Where Democratic leaders draw the line on compromise 

Representatives should embrace moments of compromise, Fecteau said, however he clarified that civil rights, fundamental freedoms and basic dignity are not matters for partisan debate. 

“Families struggling to make ends meet, seniors trying to age with dignity, kids striving for a better, more secure future — we owe it to all of them to lead with courage, compassion and integrity,” Fecteau said.

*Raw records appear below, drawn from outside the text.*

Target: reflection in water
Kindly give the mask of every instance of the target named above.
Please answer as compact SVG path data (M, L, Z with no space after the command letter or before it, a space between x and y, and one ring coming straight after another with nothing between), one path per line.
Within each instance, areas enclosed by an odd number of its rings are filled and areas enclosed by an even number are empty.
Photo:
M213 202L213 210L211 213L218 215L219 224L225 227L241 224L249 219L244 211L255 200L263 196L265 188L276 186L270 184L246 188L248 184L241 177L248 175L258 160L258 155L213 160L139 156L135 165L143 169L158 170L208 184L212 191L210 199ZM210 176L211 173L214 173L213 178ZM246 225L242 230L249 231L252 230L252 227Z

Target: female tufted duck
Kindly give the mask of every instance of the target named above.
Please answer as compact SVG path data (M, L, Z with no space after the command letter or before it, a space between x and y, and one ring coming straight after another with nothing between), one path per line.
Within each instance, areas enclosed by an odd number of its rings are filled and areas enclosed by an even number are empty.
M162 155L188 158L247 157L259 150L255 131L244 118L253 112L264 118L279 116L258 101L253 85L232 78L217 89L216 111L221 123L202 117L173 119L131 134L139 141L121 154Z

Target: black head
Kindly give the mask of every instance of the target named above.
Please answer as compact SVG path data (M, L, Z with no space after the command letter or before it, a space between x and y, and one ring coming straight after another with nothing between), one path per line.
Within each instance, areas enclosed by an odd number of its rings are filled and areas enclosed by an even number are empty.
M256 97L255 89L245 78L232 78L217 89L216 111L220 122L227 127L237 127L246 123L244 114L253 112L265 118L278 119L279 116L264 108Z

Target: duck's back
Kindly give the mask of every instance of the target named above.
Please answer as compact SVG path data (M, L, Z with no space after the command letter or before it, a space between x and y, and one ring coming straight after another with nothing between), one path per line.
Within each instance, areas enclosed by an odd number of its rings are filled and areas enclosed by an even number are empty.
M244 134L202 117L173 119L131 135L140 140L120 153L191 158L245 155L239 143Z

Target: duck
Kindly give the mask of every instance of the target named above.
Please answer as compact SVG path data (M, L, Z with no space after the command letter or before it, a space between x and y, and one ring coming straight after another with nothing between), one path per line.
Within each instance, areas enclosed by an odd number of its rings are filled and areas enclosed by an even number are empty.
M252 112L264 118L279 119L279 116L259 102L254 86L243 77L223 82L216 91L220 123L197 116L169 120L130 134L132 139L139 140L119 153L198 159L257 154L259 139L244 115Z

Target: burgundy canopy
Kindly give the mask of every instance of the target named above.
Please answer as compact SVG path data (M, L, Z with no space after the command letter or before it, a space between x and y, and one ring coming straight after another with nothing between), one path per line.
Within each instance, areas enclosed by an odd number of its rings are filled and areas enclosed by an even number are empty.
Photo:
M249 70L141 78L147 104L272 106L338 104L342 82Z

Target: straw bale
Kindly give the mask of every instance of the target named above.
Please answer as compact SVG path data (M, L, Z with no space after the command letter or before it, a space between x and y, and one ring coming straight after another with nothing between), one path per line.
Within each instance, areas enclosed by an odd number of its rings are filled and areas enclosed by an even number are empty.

The 32-year-old described his grandparents’ experience moving from Quebec to Biddeford in search of a better life. When he was growing up, Fecteau knew what it was like when food wasn’t plentiful and the family car wasn’t reliable. Fecteau said he will fight for policies to support working families and provide them with financial security and opportunities.

Incoming legislative leaders hope to bridge partisan divide with focus on transparency, process

When Fecteau was selected as speaker in 2020, he became the first out gay person in the role. On Wednesday, as he took the oath of office again with his husband, parents and grandmother there to cheer him on, he remains the only out gay person to ascend to that leadership position. 

Daughtry also made history as the youngest woman to lead the Senate. When Sen. Peggy Rotundo (D-Androscoggin) made the first motion to nominate Daughtry, she said she’d also had the honor of nominating Maine’s first female Senate president Beverly Daggett in 2002. 

“It’s very exciting for me to have the pleasure of nominating yet another enormously talented woman who will join this parade of strong, effective female leaders,” Rotundo said. 

Daughtry said she and her fellow lawmakers have much to learn from those who came before but, she added, “the past also shows what’s been missing,” noting the few women, people of color and Wabanaki portraits in the State House. 

Maine has a citizen’s legislature, which means many legislators also work other jobs. When Daughtry was first elected to the House at 25 years old, she was working three jobs and still couldn’t afford healthcare, she said. 

“I came to this building with strong desires to pursue the sense that if we as a body were more representative of the diverse experiences of Mainers we could better serve them,” Daughtry said.  

On Wednesday, she said that desire remains and urged her fellow lawmakers to represent every corner of the state in their work over the next two years, and to speak to their constituents rather than at them. 

“Often we hear about two Maines, which I feel couldn’t be farther from the truth,” Daughtry said, referring to the idea that the northern and southern parts of the state are so divided by politics that they seem like two different states. “I challenge us all gathered here today to think beyond those myths.”

Editor’s Note: AnnMarie Hilton contributed to this story.